Stream-Static Joins

Skill: databricks-spark-structured-streaming

What You Can Build

Most streaming events arrive thin — a device ID, a user ID, a transaction code. The business context lives in dimension tables. Stream-static joins let you enrich events with that context in real time, without managing state or worrying about watermarks. The static side re-reads from Delta each microbatch, so dimension updates propagate automatically.

In Action

“Write a Python streaming pipeline that reads IoT events from Kafka, enriches them with a Delta device dimension table using a left join, and writes the result to a Delta table.”

from pyspark.sql.functions import col, from_json, broadcast

iot_stream = (spark.readStream.format("kafka")
    .option("kafka.bootstrap.servers", "broker:9092")
    .option("subscribe", "iot-events")
    .load()
    .select(from_json(col("value").cast("string"), event_schema).alias("data"))
    .select("data.*"))

device_dim = spark.table("device_dimensions")

enriched = (iot_stream
    .join(broadcast(device_dim), "device_id", "left")
    .select(
        iot_stream["*"],
        device_dim["device_type"],
        device_dim["location"],
        device_dim["manufacturer"]
    ))

enriched.writeStream.format("delta") \
    .option("checkpointLocation", "/Volumes/catalog/checkpoints/enriched_iot") \
    .trigger(processingTime="30 seconds") \
    .start("/delta/enriched_iot_events")

Key decisions:

Always use a left join — new devices may send data before the dimension table catches up. A left join preserves every streaming event; you backfill null dimensions later. An inner join silently drops those events, and you won’t notice until someone asks why counts don’t match.
Delta tables, not Parquet — Delta’s versioning means Spark checks for a new version each microbatch and reads it if changed. A Parquet dimension is read once at startup and never refreshes.
Broadcast hint — dimension tables under 100MB should be broadcast to avoid shuffle joins. Verify in the Spark UI SQL tab that you see BroadcastHashJoin, not SortMergeJoin.
Select only needed columns before joining. A wide dimension table wastes broadcast memory on columns you’ll never use downstream.

More Patterns

Multi-Table Enrichment

“Enrich a stream with three different dimension tables in Python.”

devices = spark.table("device_dimensions")
locations = spark.table("location_dimensions")
categories = spark.table("category_dimensions")

enriched = (iot_stream
    .join(broadcast(devices), "device_id", "left")
    .join(broadcast(locations), "location_id", "left")
    .join(broadcast(categories), "category_id", "left"))

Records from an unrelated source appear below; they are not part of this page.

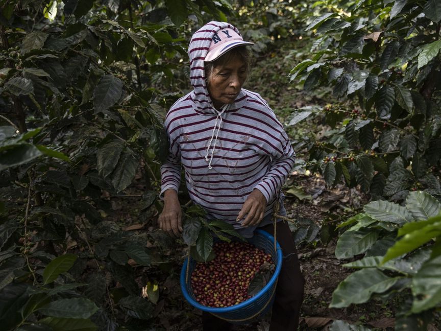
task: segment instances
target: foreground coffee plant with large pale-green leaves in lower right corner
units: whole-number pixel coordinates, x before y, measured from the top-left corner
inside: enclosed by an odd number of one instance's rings
[[[410,192],[404,206],[372,201],[339,226],[345,232],[335,256],[355,257],[344,266],[358,271],[340,283],[330,307],[400,297],[395,329],[427,330],[441,308],[441,203],[426,192]]]

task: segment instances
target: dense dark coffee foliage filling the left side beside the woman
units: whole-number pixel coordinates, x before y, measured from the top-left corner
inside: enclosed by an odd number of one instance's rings
[[[2,329],[149,327],[154,272],[167,262],[152,247],[170,239],[108,216],[115,199],[132,199],[142,225],[157,212],[162,118],[188,88],[187,40],[231,6],[1,0],[0,8]],[[135,179],[142,190],[133,195]]]

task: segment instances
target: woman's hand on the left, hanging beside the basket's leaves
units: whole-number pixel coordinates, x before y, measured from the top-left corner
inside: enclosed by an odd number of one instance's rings
[[[158,224],[171,237],[179,237],[182,232],[182,210],[175,190],[164,192],[164,208],[159,215]]]

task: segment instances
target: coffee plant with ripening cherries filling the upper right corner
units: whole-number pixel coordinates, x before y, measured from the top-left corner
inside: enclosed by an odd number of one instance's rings
[[[359,185],[373,198],[439,196],[441,3],[318,1],[306,20],[312,46],[291,70],[305,92],[332,87],[336,102],[299,109],[331,127],[311,144],[309,166],[328,184]]]

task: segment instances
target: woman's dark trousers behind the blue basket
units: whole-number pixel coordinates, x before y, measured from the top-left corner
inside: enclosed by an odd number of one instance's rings
[[[261,229],[274,235],[273,224],[265,225]],[[285,221],[277,222],[276,236],[282,247],[283,263],[277,282],[269,331],[296,331],[299,326],[305,280],[300,271],[296,244]],[[205,312],[202,314],[202,325],[204,331],[225,331],[232,327],[230,323]]]

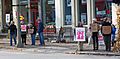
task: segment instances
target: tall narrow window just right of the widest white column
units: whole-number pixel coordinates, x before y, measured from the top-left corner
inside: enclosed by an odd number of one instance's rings
[[[71,0],[65,0],[65,20],[64,25],[72,25]]]

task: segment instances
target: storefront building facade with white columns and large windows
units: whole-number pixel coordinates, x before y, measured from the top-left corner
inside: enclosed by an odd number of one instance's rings
[[[18,6],[14,5],[17,0],[9,0],[10,3],[6,2],[8,0],[0,1],[0,24],[3,28],[3,24],[6,24],[6,14],[12,15],[11,19],[16,21]],[[112,16],[111,3],[112,0],[20,0],[22,4],[20,14],[25,17],[25,22],[31,21],[36,25],[37,18],[41,16],[45,25],[50,23],[57,28],[61,26],[74,28],[79,22],[88,27],[93,18],[100,20],[106,14]]]

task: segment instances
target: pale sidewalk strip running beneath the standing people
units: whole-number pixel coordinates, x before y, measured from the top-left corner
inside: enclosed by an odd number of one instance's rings
[[[24,52],[24,53],[41,53],[41,54],[86,54],[86,55],[105,55],[105,56],[120,56],[120,53],[106,52],[105,46],[99,46],[98,51],[92,50],[92,45],[84,44],[83,51],[76,51],[76,43],[51,43],[46,41],[46,46],[39,46],[39,41],[36,41],[35,46],[28,45],[24,48],[16,48],[9,46],[9,39],[0,39],[0,51],[5,52]]]

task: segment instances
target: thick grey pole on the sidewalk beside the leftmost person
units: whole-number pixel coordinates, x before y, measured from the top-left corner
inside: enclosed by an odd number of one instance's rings
[[[21,40],[21,30],[20,30],[20,18],[19,18],[19,16],[20,16],[20,0],[18,0],[18,9],[17,9],[17,11],[18,11],[18,16],[17,16],[17,39],[18,39],[18,45],[17,45],[17,47],[18,48],[23,48],[24,47],[24,45],[23,45],[23,43],[22,43],[22,40]]]

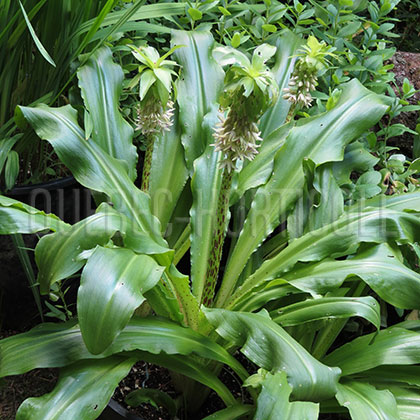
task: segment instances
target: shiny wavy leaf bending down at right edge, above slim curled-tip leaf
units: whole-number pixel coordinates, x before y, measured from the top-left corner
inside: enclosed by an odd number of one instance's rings
[[[282,278],[305,292],[325,294],[340,287],[349,276],[360,277],[382,299],[398,308],[420,309],[420,274],[399,261],[397,253],[386,244],[364,247],[346,260],[298,264]]]

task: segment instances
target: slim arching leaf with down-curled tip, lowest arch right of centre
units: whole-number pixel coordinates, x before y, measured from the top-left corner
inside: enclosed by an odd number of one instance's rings
[[[283,327],[299,325],[329,318],[359,316],[371,322],[378,330],[381,314],[378,302],[373,297],[324,297],[294,303],[272,312],[273,321]]]

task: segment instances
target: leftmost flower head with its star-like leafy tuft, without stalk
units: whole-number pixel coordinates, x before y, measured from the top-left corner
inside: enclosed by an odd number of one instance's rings
[[[153,47],[131,46],[134,57],[141,63],[137,78],[140,83],[140,103],[137,107],[136,128],[146,137],[163,130],[169,131],[172,126],[172,77],[176,76],[172,68],[177,63],[166,58],[179,47],[172,48],[160,57]]]

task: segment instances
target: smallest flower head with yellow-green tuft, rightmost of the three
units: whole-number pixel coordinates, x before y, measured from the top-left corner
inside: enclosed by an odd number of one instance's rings
[[[332,51],[332,47],[326,45],[324,41],[319,42],[311,35],[302,51],[297,55],[298,60],[289,85],[284,89],[283,98],[295,106],[311,106],[311,92],[318,85],[318,73],[329,63],[326,57],[334,56]]]

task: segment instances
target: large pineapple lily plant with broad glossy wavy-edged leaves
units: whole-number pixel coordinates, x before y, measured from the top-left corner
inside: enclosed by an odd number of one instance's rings
[[[77,319],[0,341],[0,376],[62,368],[18,420],[95,419],[138,360],[174,372],[184,413],[212,389],[226,404],[218,419],[418,415],[419,322],[381,330],[379,300],[420,307],[420,276],[401,257],[420,239],[420,194],[344,205],[336,177],[360,164],[344,151],[387,105],[353,80],[325,113],[285,124],[290,102],[277,89],[302,42],[287,32],[250,58],[215,48],[206,31],[173,32],[183,46],[174,120],[153,139],[147,192],[133,182],[123,73],[108,48],[78,71],[88,132],[70,105],[19,107],[75,178],[107,198],[70,226],[0,197],[0,233],[52,231],[35,250],[42,293],[82,269]],[[148,316],[136,312],[144,302]],[[372,332],[331,352],[350,317]],[[252,403],[220,381],[223,366]]]

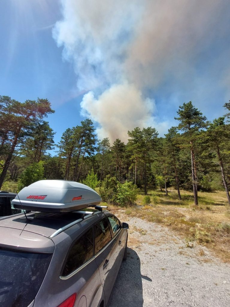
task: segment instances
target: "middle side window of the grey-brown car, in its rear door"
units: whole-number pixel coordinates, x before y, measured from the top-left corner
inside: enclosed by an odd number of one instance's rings
[[[95,225],[95,254],[101,251],[111,239],[109,223],[106,217],[104,217]]]

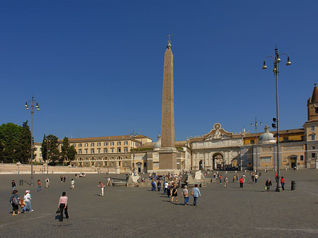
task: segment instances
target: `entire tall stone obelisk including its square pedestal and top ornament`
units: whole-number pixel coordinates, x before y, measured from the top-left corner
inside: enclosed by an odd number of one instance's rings
[[[175,105],[173,99],[173,54],[171,41],[167,44],[163,66],[163,107],[161,112],[161,148],[159,172],[177,172],[177,149],[175,148]]]

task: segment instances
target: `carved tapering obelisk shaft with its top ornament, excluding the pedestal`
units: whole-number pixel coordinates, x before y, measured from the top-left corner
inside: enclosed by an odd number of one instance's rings
[[[163,108],[161,113],[161,147],[175,146],[175,107],[173,99],[173,54],[170,37],[163,66]]]

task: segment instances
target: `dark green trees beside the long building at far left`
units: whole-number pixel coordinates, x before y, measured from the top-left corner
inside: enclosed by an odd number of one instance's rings
[[[33,140],[34,141],[34,140]],[[33,143],[34,145],[34,143]],[[65,137],[59,150],[59,138],[50,134],[42,141],[42,159],[49,162],[74,160],[76,149],[69,145],[69,138]],[[0,162],[22,164],[29,163],[31,157],[31,131],[28,121],[18,126],[11,122],[0,126]],[[35,153],[33,150],[33,158]]]

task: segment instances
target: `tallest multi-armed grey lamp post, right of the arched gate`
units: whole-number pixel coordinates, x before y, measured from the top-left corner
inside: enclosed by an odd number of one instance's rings
[[[286,53],[283,53],[281,55],[287,56],[287,63],[286,66],[289,66],[291,62],[289,61],[289,55]],[[265,64],[265,59],[268,57],[271,57],[273,59],[273,73],[274,76],[276,76],[276,138],[277,138],[277,186],[276,191],[283,191],[281,186],[281,173],[279,171],[279,120],[278,120],[278,75],[279,75],[279,62],[281,62],[281,58],[279,58],[280,54],[278,54],[278,49],[276,47],[275,49],[275,56],[266,56],[264,58],[264,64],[263,69],[267,69],[267,66]]]

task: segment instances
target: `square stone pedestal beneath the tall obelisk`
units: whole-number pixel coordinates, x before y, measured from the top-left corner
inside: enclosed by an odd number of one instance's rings
[[[163,147],[158,150],[159,153],[159,169],[157,174],[179,174],[177,169],[177,153],[175,147]]]

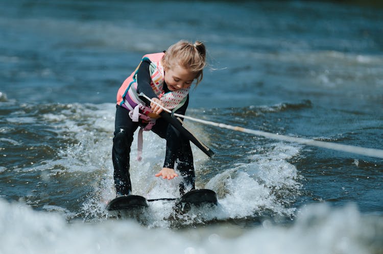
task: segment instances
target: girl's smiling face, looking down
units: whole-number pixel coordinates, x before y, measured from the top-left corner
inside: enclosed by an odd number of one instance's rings
[[[165,83],[171,91],[185,89],[192,85],[196,78],[196,73],[191,72],[179,65],[165,70]]]

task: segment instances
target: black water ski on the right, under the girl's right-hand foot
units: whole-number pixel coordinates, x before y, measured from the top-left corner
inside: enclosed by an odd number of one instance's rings
[[[217,205],[218,199],[216,192],[209,189],[191,190],[183,194],[176,202],[176,207],[184,210],[190,205],[196,207],[202,205]]]

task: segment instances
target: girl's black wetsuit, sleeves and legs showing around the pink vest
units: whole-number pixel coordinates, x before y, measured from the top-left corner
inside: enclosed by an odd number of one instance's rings
[[[137,73],[137,93],[143,92],[150,98],[157,97],[152,87],[150,86],[151,77],[149,73],[150,61],[142,61]],[[163,84],[163,89],[166,92],[167,85]],[[158,97],[157,97],[158,98]],[[186,108],[189,102],[187,95],[186,102],[175,111],[175,113],[185,115]],[[149,105],[147,105],[149,106]],[[141,119],[139,122],[133,122],[129,117],[129,110],[116,105],[116,117],[114,124],[114,138],[112,148],[112,160],[114,167],[114,187],[117,195],[128,195],[132,190],[129,160],[130,147],[133,141],[133,134],[138,126],[143,126]],[[193,154],[190,142],[180,135],[171,124],[162,118],[158,118],[152,131],[161,138],[166,139],[166,154],[163,167],[174,168],[177,162],[177,170],[181,173],[183,181],[181,181],[179,189],[180,194],[185,193],[186,188],[195,189],[195,172],[193,165]]]

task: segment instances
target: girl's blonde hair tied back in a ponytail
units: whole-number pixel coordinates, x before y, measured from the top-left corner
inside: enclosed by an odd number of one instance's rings
[[[162,58],[165,70],[179,65],[196,73],[197,85],[203,78],[203,68],[206,66],[206,48],[201,41],[191,43],[181,40],[171,45]]]

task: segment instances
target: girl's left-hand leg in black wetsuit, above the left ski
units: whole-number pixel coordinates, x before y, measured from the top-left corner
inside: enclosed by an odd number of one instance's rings
[[[114,168],[114,187],[117,195],[128,195],[132,191],[129,174],[130,146],[138,123],[129,117],[129,111],[116,106],[112,161]]]

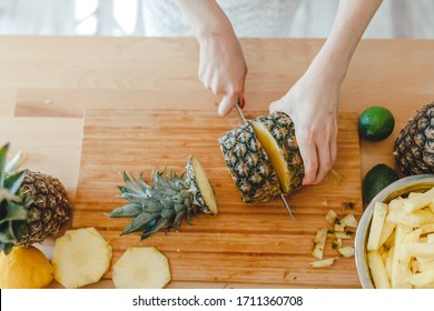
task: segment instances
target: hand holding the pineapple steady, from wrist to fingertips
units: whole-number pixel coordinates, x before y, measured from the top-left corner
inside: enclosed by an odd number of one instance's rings
[[[324,72],[322,72],[324,73]],[[286,112],[305,167],[304,185],[317,184],[336,160],[337,102],[341,79],[307,71],[269,110]]]

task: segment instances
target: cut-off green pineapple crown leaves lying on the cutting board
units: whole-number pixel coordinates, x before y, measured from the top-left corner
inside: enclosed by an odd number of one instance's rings
[[[124,172],[126,187],[118,185],[118,197],[129,201],[128,204],[117,208],[106,215],[111,218],[130,218],[121,235],[142,231],[141,239],[165,229],[178,230],[185,219],[190,223],[196,214],[193,193],[186,182],[185,171],[180,175],[175,170],[151,173],[152,184],[148,184],[140,173],[139,179]]]

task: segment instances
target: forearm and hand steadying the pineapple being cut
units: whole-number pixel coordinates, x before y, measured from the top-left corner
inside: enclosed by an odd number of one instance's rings
[[[353,53],[382,0],[341,0],[331,33],[303,77],[270,111],[288,113],[305,164],[303,184],[319,183],[336,160],[337,104]]]

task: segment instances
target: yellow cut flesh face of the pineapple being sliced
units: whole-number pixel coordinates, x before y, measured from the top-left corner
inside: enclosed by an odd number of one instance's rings
[[[277,141],[274,139],[272,133],[264,127],[263,123],[251,121],[251,127],[254,128],[256,137],[263,144],[265,152],[267,153],[269,161],[272,162],[272,165],[276,171],[282,190],[285,193],[289,192],[290,179],[288,177],[290,175],[290,173],[288,170],[288,163],[286,162],[285,157],[282,152],[282,148],[278,146]]]

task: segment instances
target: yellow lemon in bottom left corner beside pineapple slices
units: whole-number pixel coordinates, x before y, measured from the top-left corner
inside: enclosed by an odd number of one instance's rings
[[[34,247],[14,247],[0,253],[1,289],[41,289],[53,279],[53,269],[46,255]]]

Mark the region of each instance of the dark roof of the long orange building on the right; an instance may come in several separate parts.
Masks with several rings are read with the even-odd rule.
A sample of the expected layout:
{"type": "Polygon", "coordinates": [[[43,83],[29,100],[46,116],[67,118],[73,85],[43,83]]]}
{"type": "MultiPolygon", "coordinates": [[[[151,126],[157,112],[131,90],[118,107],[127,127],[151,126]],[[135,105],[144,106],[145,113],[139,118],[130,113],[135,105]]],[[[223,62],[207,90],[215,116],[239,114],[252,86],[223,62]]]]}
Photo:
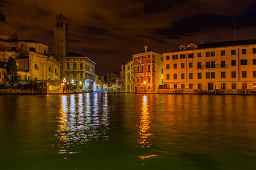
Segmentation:
{"type": "MultiPolygon", "coordinates": [[[[238,41],[221,41],[221,42],[213,42],[208,44],[198,44],[196,49],[206,49],[206,48],[218,48],[222,46],[237,46],[237,45],[249,45],[249,44],[256,44],[256,40],[238,40],[238,41]]],[[[191,49],[185,49],[191,50],[191,49]]],[[[171,52],[180,52],[185,50],[172,50],[171,52]]],[[[168,52],[166,52],[168,53],[168,52]]]]}

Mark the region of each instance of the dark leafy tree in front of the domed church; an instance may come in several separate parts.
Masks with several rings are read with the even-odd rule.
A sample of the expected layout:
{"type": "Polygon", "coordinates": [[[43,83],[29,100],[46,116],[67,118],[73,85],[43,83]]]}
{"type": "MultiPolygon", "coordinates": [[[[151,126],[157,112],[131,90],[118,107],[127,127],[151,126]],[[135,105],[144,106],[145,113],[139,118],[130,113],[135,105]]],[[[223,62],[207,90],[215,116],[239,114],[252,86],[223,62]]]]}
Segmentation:
{"type": "Polygon", "coordinates": [[[18,66],[16,60],[13,57],[9,57],[6,65],[5,80],[8,82],[11,87],[14,87],[14,84],[17,84],[19,81],[18,76],[18,66]]]}

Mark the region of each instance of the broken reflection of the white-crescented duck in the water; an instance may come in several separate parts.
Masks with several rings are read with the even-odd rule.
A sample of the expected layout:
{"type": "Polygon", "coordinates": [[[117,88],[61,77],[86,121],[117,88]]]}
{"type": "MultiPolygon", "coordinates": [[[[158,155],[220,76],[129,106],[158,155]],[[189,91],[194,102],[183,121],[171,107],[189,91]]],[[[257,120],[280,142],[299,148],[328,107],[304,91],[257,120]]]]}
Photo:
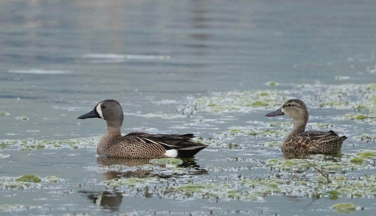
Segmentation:
{"type": "MultiPolygon", "coordinates": [[[[205,169],[200,168],[200,166],[196,163],[194,158],[180,158],[182,159],[183,163],[176,165],[176,167],[188,168],[189,175],[206,175],[208,171],[205,169]]],[[[171,177],[179,177],[184,176],[187,173],[173,173],[173,172],[166,172],[163,173],[159,169],[143,169],[143,165],[150,164],[150,158],[118,158],[118,157],[106,157],[106,156],[98,156],[97,163],[100,167],[108,167],[112,165],[122,165],[125,167],[119,167],[118,170],[115,171],[107,171],[103,173],[106,180],[111,180],[115,178],[129,178],[129,177],[137,177],[137,178],[148,178],[148,177],[156,177],[156,178],[171,178],[171,177]],[[129,168],[129,169],[127,169],[129,168]]],[[[169,166],[175,166],[170,164],[160,164],[155,165],[159,166],[161,169],[168,170],[169,166]]],[[[94,204],[97,205],[99,208],[103,208],[106,210],[111,211],[118,211],[121,201],[123,200],[123,193],[119,190],[104,190],[104,191],[79,191],[79,194],[82,196],[86,196],[89,198],[94,204]]]]}

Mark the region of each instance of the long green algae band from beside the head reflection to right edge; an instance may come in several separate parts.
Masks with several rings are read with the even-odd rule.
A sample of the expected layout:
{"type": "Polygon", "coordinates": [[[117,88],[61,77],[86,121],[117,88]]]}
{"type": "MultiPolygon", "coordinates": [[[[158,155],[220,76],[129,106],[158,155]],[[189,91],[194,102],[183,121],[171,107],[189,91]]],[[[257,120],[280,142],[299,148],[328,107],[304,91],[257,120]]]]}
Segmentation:
{"type": "MultiPolygon", "coordinates": [[[[207,167],[211,169],[210,167],[207,167]]],[[[330,181],[321,173],[314,174],[310,181],[275,178],[240,179],[222,183],[192,182],[192,178],[122,178],[103,181],[108,187],[123,190],[129,194],[148,193],[149,197],[202,197],[228,198],[244,201],[260,201],[264,196],[294,195],[338,199],[345,197],[373,198],[376,193],[376,174],[361,178],[330,176],[330,181]],[[176,180],[179,184],[176,184],[176,180]]]]}

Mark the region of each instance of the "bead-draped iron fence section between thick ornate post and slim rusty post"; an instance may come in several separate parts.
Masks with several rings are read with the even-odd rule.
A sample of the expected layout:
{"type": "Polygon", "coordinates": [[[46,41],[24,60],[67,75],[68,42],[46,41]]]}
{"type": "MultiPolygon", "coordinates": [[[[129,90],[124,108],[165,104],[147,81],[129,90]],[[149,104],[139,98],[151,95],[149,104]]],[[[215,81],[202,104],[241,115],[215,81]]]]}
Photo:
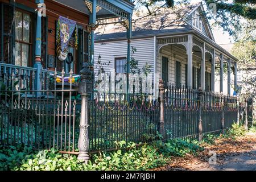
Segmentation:
{"type": "Polygon", "coordinates": [[[115,142],[151,142],[158,131],[159,103],[147,94],[93,92],[89,107],[90,151],[112,150],[115,142]],[[100,99],[101,98],[101,99],[100,99]]]}

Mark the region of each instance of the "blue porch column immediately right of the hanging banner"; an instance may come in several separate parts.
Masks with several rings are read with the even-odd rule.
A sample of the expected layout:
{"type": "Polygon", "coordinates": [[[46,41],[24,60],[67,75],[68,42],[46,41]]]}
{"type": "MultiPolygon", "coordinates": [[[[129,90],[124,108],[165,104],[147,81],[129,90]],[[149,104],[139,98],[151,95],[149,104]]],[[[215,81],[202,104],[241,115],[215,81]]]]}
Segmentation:
{"type": "Polygon", "coordinates": [[[90,68],[94,67],[94,30],[96,28],[97,0],[92,1],[92,13],[89,13],[90,24],[90,68]]]}

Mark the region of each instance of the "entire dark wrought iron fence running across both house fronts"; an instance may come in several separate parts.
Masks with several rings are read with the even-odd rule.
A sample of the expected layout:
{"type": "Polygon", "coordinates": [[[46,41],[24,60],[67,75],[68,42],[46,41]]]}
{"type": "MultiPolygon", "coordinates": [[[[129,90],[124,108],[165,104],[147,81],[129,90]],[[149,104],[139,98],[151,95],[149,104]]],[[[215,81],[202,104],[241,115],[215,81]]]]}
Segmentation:
{"type": "MultiPolygon", "coordinates": [[[[42,71],[41,90],[35,90],[34,71],[1,76],[0,144],[78,154],[80,114],[88,112],[89,152],[114,150],[115,142],[197,137],[220,132],[237,122],[237,97],[191,88],[160,85],[160,96],[99,93],[94,90],[88,110],[81,110],[80,76],[42,71]],[[22,78],[22,79],[21,79],[22,78]],[[22,84],[21,84],[22,82],[22,84]],[[200,98],[201,97],[201,98],[200,98]],[[199,110],[201,109],[201,115],[199,110]]],[[[239,113],[242,115],[242,106],[239,113]]],[[[252,107],[247,107],[248,113],[252,107]]]]}

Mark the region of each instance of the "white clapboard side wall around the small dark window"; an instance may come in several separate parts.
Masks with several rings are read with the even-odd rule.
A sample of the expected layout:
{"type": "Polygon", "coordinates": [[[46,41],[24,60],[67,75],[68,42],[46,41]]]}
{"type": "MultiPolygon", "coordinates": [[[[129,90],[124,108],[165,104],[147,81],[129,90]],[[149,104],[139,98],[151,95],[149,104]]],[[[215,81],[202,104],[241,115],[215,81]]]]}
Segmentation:
{"type": "MultiPolygon", "coordinates": [[[[114,69],[114,60],[118,57],[127,57],[127,40],[118,42],[104,42],[94,44],[94,71],[98,73],[100,65],[97,63],[98,56],[101,55],[101,64],[104,70],[109,73],[114,69]]],[[[133,39],[131,46],[137,49],[132,56],[138,61],[138,68],[142,70],[143,66],[148,63],[151,65],[151,73],[154,73],[154,38],[133,39]]]]}

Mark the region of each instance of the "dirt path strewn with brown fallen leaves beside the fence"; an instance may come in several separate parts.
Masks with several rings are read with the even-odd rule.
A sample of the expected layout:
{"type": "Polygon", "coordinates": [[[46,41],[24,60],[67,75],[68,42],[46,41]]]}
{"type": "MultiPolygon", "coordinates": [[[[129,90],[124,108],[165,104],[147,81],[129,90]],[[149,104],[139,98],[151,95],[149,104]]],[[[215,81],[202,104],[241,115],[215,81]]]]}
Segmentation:
{"type": "Polygon", "coordinates": [[[248,133],[245,137],[234,139],[217,139],[213,145],[205,146],[205,150],[197,156],[174,158],[171,163],[157,170],[189,170],[189,171],[252,171],[256,170],[256,133],[248,133]],[[209,159],[216,163],[209,164],[209,159]],[[212,158],[211,158],[212,157],[212,158]]]}

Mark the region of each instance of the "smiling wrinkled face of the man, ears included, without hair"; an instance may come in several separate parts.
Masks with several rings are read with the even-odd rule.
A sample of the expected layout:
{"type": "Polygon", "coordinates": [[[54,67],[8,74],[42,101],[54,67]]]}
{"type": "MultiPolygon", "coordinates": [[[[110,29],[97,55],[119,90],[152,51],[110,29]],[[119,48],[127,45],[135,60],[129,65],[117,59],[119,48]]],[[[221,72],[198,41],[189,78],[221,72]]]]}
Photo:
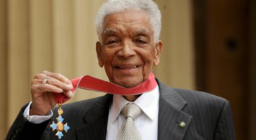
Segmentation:
{"type": "Polygon", "coordinates": [[[145,81],[159,64],[161,41],[144,11],[125,11],[106,16],[102,41],[96,43],[99,65],[112,83],[131,88],[145,81]]]}

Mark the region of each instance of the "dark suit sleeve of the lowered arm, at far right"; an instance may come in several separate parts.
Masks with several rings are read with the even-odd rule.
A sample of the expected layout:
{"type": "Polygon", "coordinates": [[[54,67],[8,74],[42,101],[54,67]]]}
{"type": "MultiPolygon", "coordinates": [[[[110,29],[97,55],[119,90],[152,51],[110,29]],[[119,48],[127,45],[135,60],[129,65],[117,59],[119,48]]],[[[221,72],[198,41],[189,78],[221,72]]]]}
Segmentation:
{"type": "Polygon", "coordinates": [[[230,103],[225,100],[222,111],[218,118],[218,124],[215,129],[215,140],[233,140],[235,139],[235,126],[230,103]]]}

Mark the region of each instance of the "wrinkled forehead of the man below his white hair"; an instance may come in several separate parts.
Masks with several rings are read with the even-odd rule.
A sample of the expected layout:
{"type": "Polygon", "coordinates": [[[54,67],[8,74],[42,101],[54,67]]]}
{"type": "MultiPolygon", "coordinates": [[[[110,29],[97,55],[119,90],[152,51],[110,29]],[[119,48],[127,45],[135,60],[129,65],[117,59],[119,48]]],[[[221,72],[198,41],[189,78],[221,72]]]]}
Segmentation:
{"type": "Polygon", "coordinates": [[[144,11],[122,11],[105,17],[102,34],[121,33],[150,33],[152,31],[150,18],[144,11]]]}

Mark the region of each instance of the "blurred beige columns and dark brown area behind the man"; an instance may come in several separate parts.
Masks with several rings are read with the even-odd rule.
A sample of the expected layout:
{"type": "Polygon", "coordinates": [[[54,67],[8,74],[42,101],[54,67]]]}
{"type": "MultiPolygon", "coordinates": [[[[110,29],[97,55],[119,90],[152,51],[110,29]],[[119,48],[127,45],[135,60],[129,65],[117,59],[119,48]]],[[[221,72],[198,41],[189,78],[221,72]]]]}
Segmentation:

Each join is stateless and refreshes independently each microbatch. Chain as many as you need, but watch aggregate broadcast size — if total dimension data exceeds the broadcast threshold, the last join falls back to a shuffle join.

Dimension Freshness Audit

“Add freshness tracking to a stream-static join in Python so you can monitor how stale dimensions are.”

from pyspark.sql.functions import unix_timestamp, current_timestamp

enriched = (iot_stream
    .join(broadcast(device_dim), "device_id", "left")
    .withColumn("dim_lag_seconds",
        unix_timestamp(current_timestamp()) - unix_timestamp(col("dim_updated_at")))
    .withColumn("dim_fresh", col("dim_lag_seconds") < 3600))

The dim_lag_seconds column tells you how old the dimension data is at enrichment time. Set an alert when the average exceeds your threshold — a stale dimension table means your enriched data is silently wrong, not missing.

Backfill Missing Dimensions with MERGE

“Write a SQL MERGE statement that backfills null dimension columns on previously enriched events.”

MERGE INTO enriched_events target
USING device_dimensions source
ON target.device_id = source.device_id AND target.device_type IS NULL
WHEN MATCHED THEN UPDATE SET
    device_type = source.device_type,
    location = source.location,
    manufacturer = source.manufacturer

Run this as a scheduled batch job after dimension table updates. It fixes events that arrived before the dimension was available — the expected consequence of using left joins in production.

Watch Out For

Inner join silently drops events — this is the most common mistake in stream-static joins. Switch to a left join and monitor the null rate on dimension columns to track unmatched events.
Shuffle join instead of broadcast — if you see SortMergeJoin in the query plan, the dimension table exceeded the broadcast threshold. Filter to active records, select only needed columns, or increase spark.sql.autoBroadcastJoinThreshold (up to 1GB).
Stale dimension data with non-Delta formats — Parquet and CSV dimensions are read once at stream startup and never refreshed. Convert to Delta for automatic per-microbatch version checking.
High null rate climbing over time — dimension updates lagging behind event arrival. Add the freshness audit pattern above and schedule a backfill job to patch nulls retroactively.